E’ possibile un ripensamento serio su quanto è avvenuto, lontano da polemiche e “rimpalli”? Se lo chiede – e lo chiede alla politica e alle istituzioni – la Segreteria provinciale dei Pensionati Cisl in un’approfondita riflessione sulle “drammatiche vicende di questi mesi” avvenute nella sanità e nelle Case di riposo.

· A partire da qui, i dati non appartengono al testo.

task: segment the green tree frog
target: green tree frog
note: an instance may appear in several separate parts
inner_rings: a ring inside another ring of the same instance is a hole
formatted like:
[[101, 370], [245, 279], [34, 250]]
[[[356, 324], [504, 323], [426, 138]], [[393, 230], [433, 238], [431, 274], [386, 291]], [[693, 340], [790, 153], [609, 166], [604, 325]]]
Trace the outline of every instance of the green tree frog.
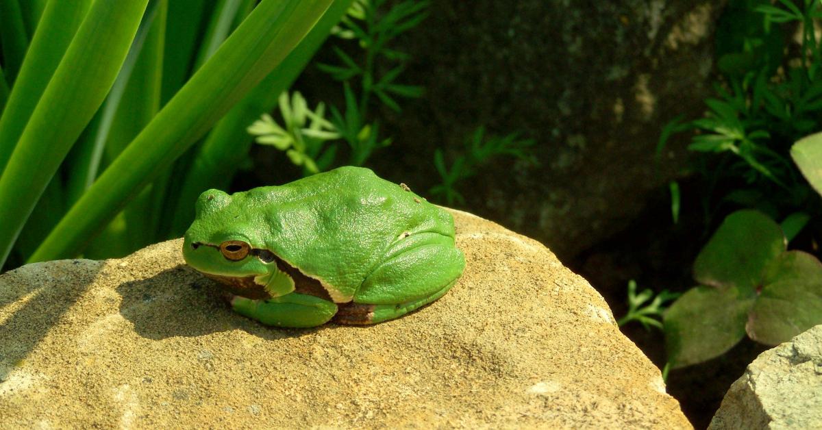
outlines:
[[197, 199], [182, 254], [269, 326], [372, 324], [436, 300], [462, 275], [450, 214], [368, 169]]

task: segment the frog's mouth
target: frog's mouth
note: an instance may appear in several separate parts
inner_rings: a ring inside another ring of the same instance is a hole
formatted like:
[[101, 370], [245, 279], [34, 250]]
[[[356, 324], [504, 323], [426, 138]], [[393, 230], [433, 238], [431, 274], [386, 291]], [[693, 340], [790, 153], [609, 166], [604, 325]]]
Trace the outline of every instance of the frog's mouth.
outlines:
[[206, 276], [220, 283], [224, 288], [233, 294], [248, 298], [271, 298], [271, 294], [266, 290], [266, 285], [261, 285], [251, 276], [223, 276], [201, 272]]

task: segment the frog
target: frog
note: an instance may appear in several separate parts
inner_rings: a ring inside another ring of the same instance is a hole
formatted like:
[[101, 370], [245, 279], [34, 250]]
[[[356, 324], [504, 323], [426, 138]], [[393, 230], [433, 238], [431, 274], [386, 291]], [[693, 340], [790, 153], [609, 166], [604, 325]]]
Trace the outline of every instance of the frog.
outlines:
[[397, 318], [445, 295], [465, 267], [448, 211], [353, 166], [202, 192], [182, 256], [236, 312], [293, 328]]

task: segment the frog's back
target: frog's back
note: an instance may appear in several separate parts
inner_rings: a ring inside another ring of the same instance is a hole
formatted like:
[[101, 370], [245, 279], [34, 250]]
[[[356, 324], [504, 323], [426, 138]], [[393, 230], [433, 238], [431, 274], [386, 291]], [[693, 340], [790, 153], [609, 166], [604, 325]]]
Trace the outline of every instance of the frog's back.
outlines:
[[368, 169], [342, 167], [248, 192], [266, 195], [269, 249], [331, 287], [337, 302], [351, 299], [395, 241], [419, 232], [454, 238], [450, 214]]

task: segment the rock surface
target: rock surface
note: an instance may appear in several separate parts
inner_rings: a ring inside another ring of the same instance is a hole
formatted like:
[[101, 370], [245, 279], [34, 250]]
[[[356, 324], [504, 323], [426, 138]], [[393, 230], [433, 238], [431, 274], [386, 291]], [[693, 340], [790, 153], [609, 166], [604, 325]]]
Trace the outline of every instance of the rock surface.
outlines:
[[468, 267], [372, 326], [230, 312], [181, 240], [0, 276], [4, 428], [689, 428], [602, 297], [536, 241], [454, 212]]
[[760, 354], [709, 428], [822, 428], [822, 325]]

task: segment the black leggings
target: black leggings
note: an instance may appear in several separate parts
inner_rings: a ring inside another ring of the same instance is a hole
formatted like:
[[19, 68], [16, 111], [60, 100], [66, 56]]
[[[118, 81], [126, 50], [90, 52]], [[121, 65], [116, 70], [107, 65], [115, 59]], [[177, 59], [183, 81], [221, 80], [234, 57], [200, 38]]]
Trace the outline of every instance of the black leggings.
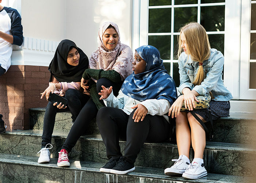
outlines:
[[118, 108], [105, 107], [97, 115], [97, 124], [109, 159], [118, 160], [122, 155], [120, 137], [126, 138], [124, 157], [134, 164], [143, 143], [159, 142], [169, 138], [170, 125], [162, 116], [147, 114], [143, 121], [134, 122], [132, 116]]
[[53, 106], [52, 102], [48, 103], [44, 118], [41, 148], [45, 147], [47, 144], [51, 143], [57, 113], [70, 111], [72, 114], [71, 118], [74, 121], [82, 107], [90, 98], [88, 95], [72, 89], [66, 91], [65, 98], [68, 99], [68, 107], [65, 109], [58, 108], [56, 106]]
[[[97, 92], [100, 92], [102, 89], [102, 85], [106, 88], [112, 86], [113, 94], [116, 96], [118, 95], [122, 85], [121, 83], [114, 83], [106, 78], [99, 79], [96, 84]], [[85, 129], [88, 127], [91, 121], [96, 117], [97, 112], [97, 107], [91, 98], [82, 108], [76, 118], [61, 148], [62, 149], [65, 149], [69, 152], [71, 151], [78, 139], [84, 133]]]

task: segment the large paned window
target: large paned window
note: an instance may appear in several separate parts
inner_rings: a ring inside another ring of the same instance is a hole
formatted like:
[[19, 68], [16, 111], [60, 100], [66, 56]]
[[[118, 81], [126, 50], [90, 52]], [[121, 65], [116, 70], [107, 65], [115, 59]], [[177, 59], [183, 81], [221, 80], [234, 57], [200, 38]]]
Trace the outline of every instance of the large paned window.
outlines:
[[201, 24], [211, 47], [224, 54], [225, 0], [149, 0], [148, 3], [147, 43], [158, 49], [177, 87], [180, 85], [177, 38], [180, 28], [185, 24]]
[[256, 0], [252, 0], [250, 45], [249, 88], [256, 89]]
[[242, 4], [240, 98], [256, 99], [256, 0]]

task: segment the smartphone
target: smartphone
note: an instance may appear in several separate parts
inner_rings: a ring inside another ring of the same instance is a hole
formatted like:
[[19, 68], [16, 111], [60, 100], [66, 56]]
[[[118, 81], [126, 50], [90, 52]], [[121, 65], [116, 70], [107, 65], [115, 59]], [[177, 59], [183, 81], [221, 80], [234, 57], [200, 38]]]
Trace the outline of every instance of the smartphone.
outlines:
[[53, 102], [53, 103], [55, 103], [57, 102], [57, 104], [58, 105], [60, 104], [60, 103], [61, 102], [61, 105], [64, 104], [64, 107], [66, 107], [67, 103], [68, 102], [68, 100], [67, 99], [54, 93], [53, 94], [52, 93], [50, 93], [50, 96], [48, 99], [48, 100]]

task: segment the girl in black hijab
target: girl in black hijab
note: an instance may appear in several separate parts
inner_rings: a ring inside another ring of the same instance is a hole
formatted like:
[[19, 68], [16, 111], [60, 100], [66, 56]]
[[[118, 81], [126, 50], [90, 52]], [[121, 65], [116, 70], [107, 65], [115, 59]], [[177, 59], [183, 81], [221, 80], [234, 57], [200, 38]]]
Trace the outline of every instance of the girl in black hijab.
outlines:
[[[67, 107], [61, 103], [49, 102], [46, 107], [44, 119], [42, 147], [38, 163], [50, 161], [50, 144], [55, 116], [57, 112], [70, 111], [74, 121], [82, 108], [89, 98], [86, 89], [80, 87], [81, 79], [84, 70], [88, 67], [88, 58], [73, 41], [62, 40], [57, 47], [48, 70], [51, 73], [49, 86], [41, 94], [41, 99], [45, 95], [48, 99], [50, 93], [54, 93], [68, 100]], [[49, 145], [48, 147], [46, 147]]]

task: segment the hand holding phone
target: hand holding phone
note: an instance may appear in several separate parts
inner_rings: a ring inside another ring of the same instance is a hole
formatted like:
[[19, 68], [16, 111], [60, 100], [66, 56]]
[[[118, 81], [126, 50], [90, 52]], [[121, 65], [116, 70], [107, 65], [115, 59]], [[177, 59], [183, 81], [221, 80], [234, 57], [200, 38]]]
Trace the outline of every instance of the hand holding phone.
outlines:
[[67, 103], [68, 102], [67, 99], [54, 93], [52, 94], [50, 93], [50, 94], [48, 100], [52, 102], [53, 103], [57, 102], [57, 105], [59, 105], [61, 103], [62, 105], [64, 105], [63, 108], [64, 108], [66, 107]]

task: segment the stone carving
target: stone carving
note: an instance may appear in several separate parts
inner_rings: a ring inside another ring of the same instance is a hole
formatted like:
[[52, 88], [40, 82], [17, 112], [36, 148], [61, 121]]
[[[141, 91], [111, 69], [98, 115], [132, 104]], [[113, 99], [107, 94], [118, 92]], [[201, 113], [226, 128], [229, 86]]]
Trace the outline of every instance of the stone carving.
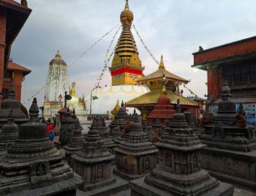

L’emergenza Coronavirus – scrivono Giuseppe Orizio, Giovanna Mantelli e Battista Alghisi “ha messo in luce i limiti e le contraddizioni di un modello di sanità già in sofferenza tra chiusura di strutture, riduzioni di personale, privatizzazioni, finanziamenti inadeguati”.

 

DA REGIONE LOMBARDIA UNA CHIUSURA AUTOREFERENZIALE

La Segreteria della Fnp Cisl punta il dito contro “la chiusura autoreferenziale di Regione Lombardia ed i limiti di ATS” che hanno determinato “la povertà di risorse territoriali, la mancata integrazione tra servizi sociali e socio sanitari, l’attenzione concentrata su interventi specialistici e ospedalieri che hanno lasciato allo sbando la medicina territoriale”.

 

POLEMICHE NO, OCCORRE UN SERIO RIPENSAMENTO

Il sindacato dei Pensionati Cisl mette in chiaro di non essere in cerca di polemiche ma di pretendere una riflessione seria, un ripensamento complessivo: “Abbiamo ora bisogno di saper riconoscere gli errori per riuscire ad affrontare una ripartenza che ci trovi più forti e consapevoli dei rischi e più efficaci ed immediati negli interventi mirati”.

 

SCONCERTO PER IL DRAMMA NELLE RSA

Orizio, Mantelli e Alghisi ribadiscono la preoccupazione per la situazione che si era generata nelle fase più acute dell’emergenza nelle RSA e RSD, con la drammatica contabilità di contagi e di decessi, “nonostante lo sforzo encomiabile messo in atto da tutto il personale a fronte dei ritardi ingiustificati da parte di ATS nel fornire le dotazioni di  protezione individuale.

 

IL SILENZIO DELLA PREFETTURA

Certo non aiuta il silenzio delle istituzioni (“Sulla drammatica situazione nelle Rsa della nostra provincia abbiamo unitariamente inviato una lettera al Prefetto di Brescia per chiedere un incontro; lettera che a tutt’oggi non ha avuto alcuna risposta”) anche perché la situazione continua a peggiorare (“E’ necessario indagare a fondo su eventuali responsabilità, negligenze ed inefficienze, ad ogni livello”).